I would like to multiply two data arrays of same dimensions:
print(data1)
<xarray.DataArray 'var' (lat: 2160, lon: 4320)>
[9331200 values with dtype=int8]
Coordinates:
* lon (lon) float64 -180.0 -179.9 -179.8 -179.7 ... 179.8 179.9 180.0
* lat (lat) float64 89.96 89.88 89.79 89.71 ... -89.79 -89.88 -89.96
print(data2)
<xarray.DataArray 'var' (lat: 2160, lon: 4320)>
[9331200 values with dtype=float32]
Coordinates:
* lon (lon) float64 -180.0 -179.9 -179.8 -179.7 ... 179.8 179.9 180.0
* lat (lat) float64 89.96 89.88 89.79 89.71 ... -89.79 -89.87 -89.96
data1 * data2
returns this error:
ValueError: Cannot apply_along_axis when any iteration dimensions are 0
Note that following this thread, I made sure to have consistent dimensions and re-indexed both data arrays.

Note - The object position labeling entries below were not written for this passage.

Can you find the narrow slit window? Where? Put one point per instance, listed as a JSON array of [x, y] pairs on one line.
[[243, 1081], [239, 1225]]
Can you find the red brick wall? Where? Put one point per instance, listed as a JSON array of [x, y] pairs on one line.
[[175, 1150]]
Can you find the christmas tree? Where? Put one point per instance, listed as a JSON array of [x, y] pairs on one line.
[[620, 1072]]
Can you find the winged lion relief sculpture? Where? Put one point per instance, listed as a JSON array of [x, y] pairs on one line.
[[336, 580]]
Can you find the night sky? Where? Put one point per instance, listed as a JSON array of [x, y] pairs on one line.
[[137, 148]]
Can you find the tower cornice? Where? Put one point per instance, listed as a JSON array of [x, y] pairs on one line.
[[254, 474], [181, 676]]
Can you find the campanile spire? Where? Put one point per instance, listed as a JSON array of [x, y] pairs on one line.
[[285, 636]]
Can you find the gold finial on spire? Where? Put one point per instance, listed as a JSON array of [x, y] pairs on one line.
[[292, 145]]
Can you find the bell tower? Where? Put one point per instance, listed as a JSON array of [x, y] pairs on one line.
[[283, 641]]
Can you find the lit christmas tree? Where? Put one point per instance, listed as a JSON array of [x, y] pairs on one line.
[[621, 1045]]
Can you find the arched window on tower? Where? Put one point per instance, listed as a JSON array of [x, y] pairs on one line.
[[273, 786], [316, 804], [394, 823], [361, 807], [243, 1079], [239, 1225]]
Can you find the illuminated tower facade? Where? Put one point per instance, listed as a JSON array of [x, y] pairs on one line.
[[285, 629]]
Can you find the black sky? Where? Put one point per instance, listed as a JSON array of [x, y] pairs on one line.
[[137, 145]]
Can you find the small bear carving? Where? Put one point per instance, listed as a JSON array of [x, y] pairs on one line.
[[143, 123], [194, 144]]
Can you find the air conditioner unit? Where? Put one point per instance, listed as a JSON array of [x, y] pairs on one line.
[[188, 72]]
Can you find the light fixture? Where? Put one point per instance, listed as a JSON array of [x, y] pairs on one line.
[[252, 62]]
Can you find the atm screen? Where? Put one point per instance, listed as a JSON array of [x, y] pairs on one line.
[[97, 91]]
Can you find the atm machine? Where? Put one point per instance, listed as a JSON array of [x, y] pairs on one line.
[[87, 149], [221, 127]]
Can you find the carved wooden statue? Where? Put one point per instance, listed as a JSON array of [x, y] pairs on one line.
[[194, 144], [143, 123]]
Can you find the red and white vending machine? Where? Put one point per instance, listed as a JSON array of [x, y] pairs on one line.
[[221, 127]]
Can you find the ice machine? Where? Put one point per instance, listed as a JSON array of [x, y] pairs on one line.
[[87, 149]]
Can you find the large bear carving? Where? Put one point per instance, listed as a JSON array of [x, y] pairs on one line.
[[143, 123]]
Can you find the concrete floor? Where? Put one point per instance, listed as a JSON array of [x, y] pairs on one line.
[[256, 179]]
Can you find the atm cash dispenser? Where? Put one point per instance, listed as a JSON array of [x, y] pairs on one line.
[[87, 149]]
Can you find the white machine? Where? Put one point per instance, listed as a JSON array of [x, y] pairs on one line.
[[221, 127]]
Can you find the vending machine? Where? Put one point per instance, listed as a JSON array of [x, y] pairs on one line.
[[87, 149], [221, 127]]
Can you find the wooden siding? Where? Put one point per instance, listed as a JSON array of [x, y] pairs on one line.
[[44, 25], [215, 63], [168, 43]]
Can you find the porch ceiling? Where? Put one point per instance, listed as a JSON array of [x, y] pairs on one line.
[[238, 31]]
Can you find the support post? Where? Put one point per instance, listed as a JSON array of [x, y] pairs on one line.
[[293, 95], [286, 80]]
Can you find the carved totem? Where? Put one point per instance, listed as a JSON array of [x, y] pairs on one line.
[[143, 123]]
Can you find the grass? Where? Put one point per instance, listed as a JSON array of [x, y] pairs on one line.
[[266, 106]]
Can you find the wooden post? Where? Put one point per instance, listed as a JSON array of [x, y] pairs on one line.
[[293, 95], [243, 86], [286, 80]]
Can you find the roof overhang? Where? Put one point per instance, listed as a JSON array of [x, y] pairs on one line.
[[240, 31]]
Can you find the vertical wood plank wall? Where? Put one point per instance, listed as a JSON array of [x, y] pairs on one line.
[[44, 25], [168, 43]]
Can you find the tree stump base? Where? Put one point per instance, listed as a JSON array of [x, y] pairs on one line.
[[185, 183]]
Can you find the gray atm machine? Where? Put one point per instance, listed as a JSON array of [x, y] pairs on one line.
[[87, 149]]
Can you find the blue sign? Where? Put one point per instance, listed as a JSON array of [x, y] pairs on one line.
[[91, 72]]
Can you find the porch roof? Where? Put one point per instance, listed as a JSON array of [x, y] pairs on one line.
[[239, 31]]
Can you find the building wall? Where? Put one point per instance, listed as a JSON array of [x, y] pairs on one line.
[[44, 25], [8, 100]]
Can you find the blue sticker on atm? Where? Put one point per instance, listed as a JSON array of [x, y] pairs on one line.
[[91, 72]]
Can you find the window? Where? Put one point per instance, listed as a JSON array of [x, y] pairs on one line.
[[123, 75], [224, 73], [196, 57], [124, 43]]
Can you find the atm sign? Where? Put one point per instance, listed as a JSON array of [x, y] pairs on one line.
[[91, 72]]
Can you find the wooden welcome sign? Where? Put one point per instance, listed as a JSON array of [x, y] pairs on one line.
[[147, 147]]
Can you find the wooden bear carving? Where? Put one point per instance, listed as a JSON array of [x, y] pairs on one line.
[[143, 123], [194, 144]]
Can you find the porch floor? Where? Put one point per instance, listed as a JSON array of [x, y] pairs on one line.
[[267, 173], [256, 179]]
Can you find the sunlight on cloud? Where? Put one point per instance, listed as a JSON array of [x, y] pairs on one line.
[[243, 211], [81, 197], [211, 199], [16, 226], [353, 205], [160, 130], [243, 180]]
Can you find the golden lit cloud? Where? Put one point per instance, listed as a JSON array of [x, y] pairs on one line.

Since both arrays have different dtype
, I have tried data1.astype(np.float64) * data2
, but that returned the same error.
On the other hand, this returned an empty array:
data3 = data1.astype(np.float64) * data2.astype(np.float64)
print(data3)
<xarray.DataArray 'var' (lat: 0, lon: 0)>
array([], shape=(0, 0), dtype=float64)
Coordinates:
* lon (lon) float64
* lat (lat) float64
The only way I found to achieve this multiplication was to get the underlying np data:
data3 = data1.data * data2.data
Although this works for my need, I am still curious to understand why the pure xarray method fails. Can anyone inform me or point me towards a part of the documentation I might have missed?
For those interested, there was a slight difference in the coordinates of my two data arrays, apparently due to floating point precision (thanks to these guys). You can check whether coordinates of both data arrays are correct with:
import xarray as xr
xr.testing.assert_equal(data1.lon, data2.lon)
xr.testing.assert_equal(data1.lat, data2.lat)
In case one is sure the coordinates should align, one option is to manually correct the coordinates:
data1['lon'] = data2['lon']
data1['lat'] = data2['lat']
Then the multiplication works without problem.